Скандалов не было. Оба Захарченко трудились на заводе, и им хватало эмоций и там. Скрипач Березовский разъезжал по гастролям, его жена вечерами сидела за школьными тетрадями, а дочка посещала сразу три кружка. А Мадянов, когда выпьет, был добродушен и молчалив. Сидел у себя в комнате и негромко слушал радио. С другой стороны,  коммуналка - состояние для человека неестественное. Территории много, а отношение к ней не определено: и ни твое, и ни чужое. Ничье.  За чистотой которого, тем не менее,  нужно поочередности следить. Хотя, в принципе, если подойти разумно,  можно  получать от этого удовлетворение.
Потом Максима определили  в садик.
 Если в ясли его водила Галя, то в садик его стал возить Валера. На трамвае за пять остановок. Очень неудобно, потому что всем приходилось вставать на полчаса раньше. Но зато было из-за чего мучиться по утрам: рядом Таврический сад. В принципе, ребенку  ничего больше и не нужно – дети, с которыми можно играть и  прогулки на воздухе, среди живой природы.  С другой стороны, парк – источник дополнительной грязи. Особенно осенью и ранней весной. Листья, ручейки, жучки... Не отстираешь пятен.

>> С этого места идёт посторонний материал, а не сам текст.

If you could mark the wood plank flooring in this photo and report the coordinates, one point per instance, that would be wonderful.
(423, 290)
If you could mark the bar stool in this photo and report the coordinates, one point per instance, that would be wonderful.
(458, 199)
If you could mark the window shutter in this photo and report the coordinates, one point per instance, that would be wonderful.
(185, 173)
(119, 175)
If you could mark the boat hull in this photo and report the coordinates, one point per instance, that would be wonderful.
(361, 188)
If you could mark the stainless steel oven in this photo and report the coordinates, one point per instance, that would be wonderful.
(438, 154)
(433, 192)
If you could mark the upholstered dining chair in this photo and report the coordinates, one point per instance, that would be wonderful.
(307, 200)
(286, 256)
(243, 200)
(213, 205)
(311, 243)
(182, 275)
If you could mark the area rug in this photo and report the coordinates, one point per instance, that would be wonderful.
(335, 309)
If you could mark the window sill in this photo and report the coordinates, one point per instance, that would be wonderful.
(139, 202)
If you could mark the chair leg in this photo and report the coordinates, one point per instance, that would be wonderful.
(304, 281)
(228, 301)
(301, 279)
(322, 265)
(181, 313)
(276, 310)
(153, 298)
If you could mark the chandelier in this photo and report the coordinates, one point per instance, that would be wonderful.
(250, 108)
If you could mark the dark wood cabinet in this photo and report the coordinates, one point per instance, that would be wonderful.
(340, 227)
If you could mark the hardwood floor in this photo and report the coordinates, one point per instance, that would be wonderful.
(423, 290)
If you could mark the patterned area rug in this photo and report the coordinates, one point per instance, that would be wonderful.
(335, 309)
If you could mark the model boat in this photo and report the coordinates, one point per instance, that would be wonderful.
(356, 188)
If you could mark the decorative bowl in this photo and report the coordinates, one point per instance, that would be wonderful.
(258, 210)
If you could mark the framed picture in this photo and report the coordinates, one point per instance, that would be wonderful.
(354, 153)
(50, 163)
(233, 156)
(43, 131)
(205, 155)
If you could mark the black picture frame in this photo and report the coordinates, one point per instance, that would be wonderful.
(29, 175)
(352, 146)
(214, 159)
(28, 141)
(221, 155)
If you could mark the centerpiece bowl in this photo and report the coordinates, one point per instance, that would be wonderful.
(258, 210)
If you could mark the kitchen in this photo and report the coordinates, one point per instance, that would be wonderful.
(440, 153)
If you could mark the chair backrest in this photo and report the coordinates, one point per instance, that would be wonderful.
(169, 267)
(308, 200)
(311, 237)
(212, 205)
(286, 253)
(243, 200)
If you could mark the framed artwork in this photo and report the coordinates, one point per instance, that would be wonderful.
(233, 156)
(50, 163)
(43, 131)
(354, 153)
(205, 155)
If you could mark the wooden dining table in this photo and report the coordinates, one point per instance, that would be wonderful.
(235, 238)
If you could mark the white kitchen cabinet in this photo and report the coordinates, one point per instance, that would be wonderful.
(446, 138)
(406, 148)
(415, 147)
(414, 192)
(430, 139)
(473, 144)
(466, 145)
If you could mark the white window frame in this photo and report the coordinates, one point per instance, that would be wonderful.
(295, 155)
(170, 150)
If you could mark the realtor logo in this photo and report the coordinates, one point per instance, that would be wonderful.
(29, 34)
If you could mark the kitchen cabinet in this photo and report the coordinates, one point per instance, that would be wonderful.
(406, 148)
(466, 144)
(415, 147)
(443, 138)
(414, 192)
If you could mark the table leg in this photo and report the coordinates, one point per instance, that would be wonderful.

Летом Максим уезжал с садиком  на дачу.
 В принципе, полноценной «дачей» ее назвать было трудно: всего три остановки на электричке, рядом ТЭЦ и шоссе. С другой стороны, нет городской пыли, шума и духоты. Колхозное молоко и речка. Поля и просторы, дающие возможность  развиваться воображению и мечтам. Живи и расти. Разучивай песни, лови бабочек, играй в песочнице и води хороводы. Лишь бы не подцепил дизентерии или краснухи.

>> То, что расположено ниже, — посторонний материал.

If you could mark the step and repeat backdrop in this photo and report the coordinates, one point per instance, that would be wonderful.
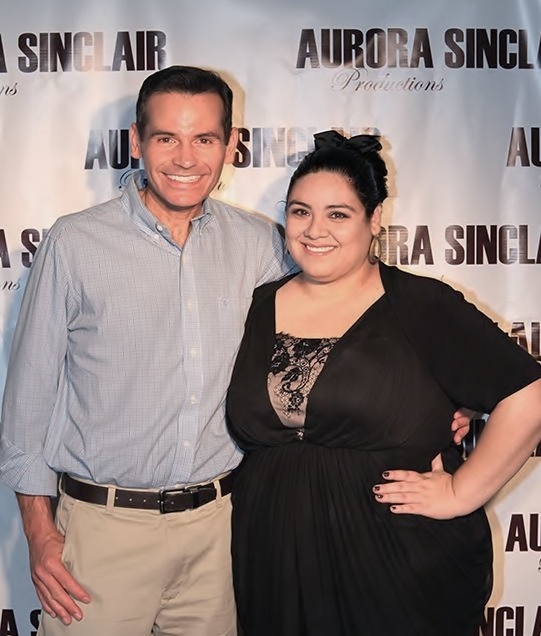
(453, 88)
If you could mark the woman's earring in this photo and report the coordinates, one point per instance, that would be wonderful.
(374, 251)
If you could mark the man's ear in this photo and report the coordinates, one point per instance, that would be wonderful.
(231, 146)
(135, 142)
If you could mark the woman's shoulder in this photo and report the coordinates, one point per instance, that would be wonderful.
(269, 289)
(417, 287)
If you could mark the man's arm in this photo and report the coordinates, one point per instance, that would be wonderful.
(55, 587)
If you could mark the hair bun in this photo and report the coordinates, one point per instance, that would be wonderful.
(333, 139)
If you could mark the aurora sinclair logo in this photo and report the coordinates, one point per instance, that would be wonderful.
(399, 55)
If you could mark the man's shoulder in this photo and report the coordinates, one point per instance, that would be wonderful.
(238, 217)
(86, 217)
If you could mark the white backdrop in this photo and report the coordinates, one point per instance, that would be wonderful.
(453, 88)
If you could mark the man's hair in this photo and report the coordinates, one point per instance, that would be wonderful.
(185, 79)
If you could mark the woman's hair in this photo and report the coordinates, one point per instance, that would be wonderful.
(357, 159)
(185, 79)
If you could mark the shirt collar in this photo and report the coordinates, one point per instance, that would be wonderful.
(142, 216)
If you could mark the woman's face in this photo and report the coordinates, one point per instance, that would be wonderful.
(327, 231)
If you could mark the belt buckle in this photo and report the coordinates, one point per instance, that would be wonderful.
(187, 490)
(162, 498)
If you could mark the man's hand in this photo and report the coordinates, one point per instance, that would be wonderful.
(461, 424)
(57, 590)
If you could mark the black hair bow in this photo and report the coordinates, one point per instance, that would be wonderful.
(333, 139)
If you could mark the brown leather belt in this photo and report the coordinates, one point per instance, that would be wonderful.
(165, 500)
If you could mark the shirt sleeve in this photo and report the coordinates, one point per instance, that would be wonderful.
(275, 260)
(474, 361)
(35, 366)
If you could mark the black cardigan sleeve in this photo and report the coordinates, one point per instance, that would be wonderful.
(473, 360)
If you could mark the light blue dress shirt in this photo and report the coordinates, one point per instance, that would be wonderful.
(125, 344)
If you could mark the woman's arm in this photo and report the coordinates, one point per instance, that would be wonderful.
(509, 437)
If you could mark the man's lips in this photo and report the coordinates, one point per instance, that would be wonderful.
(189, 178)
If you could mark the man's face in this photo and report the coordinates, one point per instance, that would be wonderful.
(183, 149)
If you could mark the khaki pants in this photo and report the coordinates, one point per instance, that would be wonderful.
(148, 573)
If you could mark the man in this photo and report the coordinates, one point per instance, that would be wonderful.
(119, 366)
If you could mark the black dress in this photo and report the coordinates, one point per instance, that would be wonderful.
(313, 553)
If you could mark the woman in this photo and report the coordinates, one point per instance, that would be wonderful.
(344, 373)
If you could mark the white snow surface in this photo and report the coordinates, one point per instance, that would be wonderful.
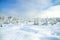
(29, 31)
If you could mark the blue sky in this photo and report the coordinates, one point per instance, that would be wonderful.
(25, 7)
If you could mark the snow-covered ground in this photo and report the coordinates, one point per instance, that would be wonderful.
(29, 31)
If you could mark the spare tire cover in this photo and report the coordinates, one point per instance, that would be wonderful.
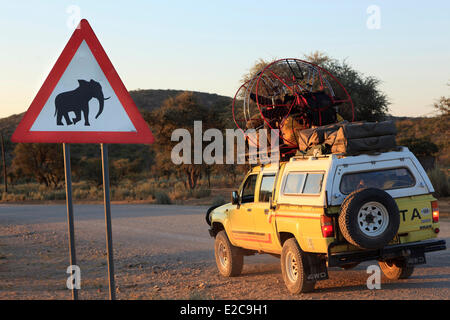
(369, 218)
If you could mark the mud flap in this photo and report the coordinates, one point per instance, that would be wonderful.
(315, 268)
(416, 256)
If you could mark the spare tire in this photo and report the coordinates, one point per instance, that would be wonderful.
(369, 218)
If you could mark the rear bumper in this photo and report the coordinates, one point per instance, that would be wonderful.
(414, 252)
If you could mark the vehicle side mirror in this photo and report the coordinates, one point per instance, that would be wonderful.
(235, 197)
(271, 206)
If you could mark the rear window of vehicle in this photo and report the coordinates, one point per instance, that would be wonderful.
(303, 183)
(385, 179)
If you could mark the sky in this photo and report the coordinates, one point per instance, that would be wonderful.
(209, 45)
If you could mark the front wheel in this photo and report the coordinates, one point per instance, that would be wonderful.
(395, 269)
(229, 259)
(292, 268)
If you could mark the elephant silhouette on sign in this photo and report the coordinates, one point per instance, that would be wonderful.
(77, 101)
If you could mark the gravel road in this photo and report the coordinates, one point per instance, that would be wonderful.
(165, 252)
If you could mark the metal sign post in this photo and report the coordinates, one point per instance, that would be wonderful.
(109, 249)
(68, 174)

Первого сентября, когда Максима повели в школу, шел дождь. Поэтому праздник получился немного смазанный и несколько серый. Зонтики, толкотня  под длинным козырьком крыльца, короткая приветственная речь директора, приглушенная шумом капель. С другой стороны, на значимость события погода никак не повлияла – Максим чувствовал себя новым человеком. «Я – школьник, - целый вечер повторял он шепотом, хмуря брови.  - Я теперь большой».  Максим  пытался    подобрать  слова своему  странному серьезному   состоянию,  ассоциирующемуся  с колючей  школьной формой,  которую  он отказался снимать. Периодически он сдергивал с крючка ранец, нюхал его холодный кожаный запах и вынимал из него пенал. Крючок был прикручен отцом сразу у двери, рядом  с глянцевым, еще не заполненным  «Расписанием уроков».

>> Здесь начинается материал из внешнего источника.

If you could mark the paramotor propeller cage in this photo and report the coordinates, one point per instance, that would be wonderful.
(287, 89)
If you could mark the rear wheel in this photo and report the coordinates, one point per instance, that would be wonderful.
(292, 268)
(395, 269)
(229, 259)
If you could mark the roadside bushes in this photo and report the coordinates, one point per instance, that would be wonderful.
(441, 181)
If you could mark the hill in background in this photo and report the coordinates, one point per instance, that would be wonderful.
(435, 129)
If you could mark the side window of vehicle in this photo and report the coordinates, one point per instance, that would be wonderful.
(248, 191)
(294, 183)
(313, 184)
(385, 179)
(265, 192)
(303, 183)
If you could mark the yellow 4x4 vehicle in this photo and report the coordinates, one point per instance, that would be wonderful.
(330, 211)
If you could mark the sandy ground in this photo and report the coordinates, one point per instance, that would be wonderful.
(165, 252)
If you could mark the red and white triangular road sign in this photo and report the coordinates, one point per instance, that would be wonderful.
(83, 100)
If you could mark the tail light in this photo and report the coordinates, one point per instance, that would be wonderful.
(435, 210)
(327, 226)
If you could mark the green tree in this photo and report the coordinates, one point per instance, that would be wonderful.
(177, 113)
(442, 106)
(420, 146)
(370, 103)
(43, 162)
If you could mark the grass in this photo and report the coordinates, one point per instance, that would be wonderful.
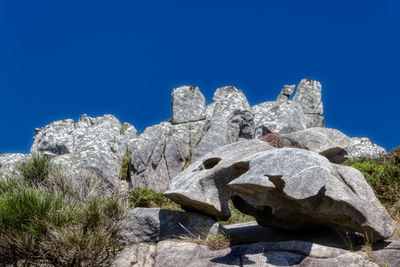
(48, 218)
(147, 198)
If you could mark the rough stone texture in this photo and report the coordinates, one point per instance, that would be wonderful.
(229, 119)
(188, 104)
(291, 253)
(154, 225)
(287, 187)
(362, 147)
(285, 117)
(308, 95)
(9, 164)
(387, 252)
(285, 93)
(90, 146)
(325, 141)
(161, 152)
(138, 255)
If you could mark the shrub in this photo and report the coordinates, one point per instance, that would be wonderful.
(147, 198)
(383, 175)
(273, 139)
(58, 221)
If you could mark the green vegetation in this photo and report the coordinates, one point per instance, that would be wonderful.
(384, 177)
(126, 160)
(147, 198)
(47, 218)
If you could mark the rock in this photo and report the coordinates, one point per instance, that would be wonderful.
(285, 93)
(286, 187)
(387, 253)
(325, 141)
(161, 152)
(9, 164)
(92, 146)
(170, 253)
(308, 95)
(362, 147)
(230, 119)
(137, 255)
(154, 225)
(285, 117)
(188, 104)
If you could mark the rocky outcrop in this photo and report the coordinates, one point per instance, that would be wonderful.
(362, 147)
(9, 164)
(287, 187)
(291, 253)
(327, 142)
(188, 104)
(308, 95)
(92, 146)
(154, 225)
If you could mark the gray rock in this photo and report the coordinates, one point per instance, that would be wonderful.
(308, 95)
(285, 117)
(287, 187)
(362, 147)
(188, 104)
(154, 225)
(289, 253)
(229, 119)
(285, 93)
(387, 253)
(137, 255)
(9, 164)
(325, 141)
(91, 146)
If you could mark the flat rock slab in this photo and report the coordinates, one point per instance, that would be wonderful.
(290, 253)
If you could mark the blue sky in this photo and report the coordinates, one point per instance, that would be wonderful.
(60, 59)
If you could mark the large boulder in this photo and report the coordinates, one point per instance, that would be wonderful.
(154, 225)
(362, 147)
(328, 142)
(287, 187)
(188, 104)
(308, 95)
(92, 146)
(279, 117)
(292, 253)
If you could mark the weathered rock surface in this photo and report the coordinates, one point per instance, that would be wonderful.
(362, 147)
(308, 95)
(291, 253)
(154, 225)
(327, 142)
(287, 187)
(188, 104)
(285, 117)
(285, 93)
(9, 164)
(92, 145)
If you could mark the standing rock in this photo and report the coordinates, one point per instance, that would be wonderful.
(92, 146)
(188, 104)
(308, 95)
(325, 141)
(287, 187)
(362, 147)
(285, 93)
(285, 117)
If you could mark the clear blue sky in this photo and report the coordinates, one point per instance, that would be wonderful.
(59, 59)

В принципе, от тех начальных школьных лет отчетливым осталось в памяти только это: яркий, свершившийся за дождливое утро момент перехода на новый жизненный виток, оказавшийся очень скоро отягощенным скучными обязанностями туннелем.
Максиму повезло. Потому что, учился он в самой обычной школе. А мог бы оказаться и в английской, куда предлагала устроить его соседка Березовская. Но родители отказались: опять трамвай и ранний подъем, а здесь все рядом, в соседнем дворе. С кружком музыки и рисования. С  футбольной площадкой и продленным днем. В принципе, логика безупречная – зачем усиленный английский, если кругом все говорят по-русски? Тем более, что пять минут  - и за партой, пять минут - и дома. И все сам. Лучше школы не придумаешь. Лишь бы раньше времени не нахватался гадостей. Под «гадостями» мама Максима  подразумевала матерный язык, с расшифровкой,  а папа курение.  Так Максим стал самым обыкновенным школьником...
С другой стороны, склонности и таланты могут раскрыться и обнаружить себя в любой среде – было бы чему раскрываться. В Максиме обнаружилась способность к математике.  Легкость и скорость, с которой он решал задачи и уравнения, вызывала удивление. Так же как удивление вызывало его равнодушие к успехам. Он не мечтал стать Лобачевским или Колмогоровым. В  олимпиадах и иных математических состязаниях участвовал неохотно и под нажимом. В принципе, это все.
 В пятом классе Максим начал заниматься боксом. В десятом он влюбился в Наташу Короткову. После школы,  неожиданно для родителей он решил поступить в Театральный институт. И, конечно, не поступил. А осенью пошел в армию.  Где и остался служить на сверхсрочной. Знакомыми Максима такое решение было принято, как поражение и признак происшедшей за два года службы деградации.  Скучный степной кубанский  край, небольшая  танковая часть. Вначале взводный старшина, потом  склад горючего.  С другой стороны тепло, тихо и минимум телодвижений. Тем более, что стандарты благополучия устанавливаются каждым индивидуально, лишь бы нравилось.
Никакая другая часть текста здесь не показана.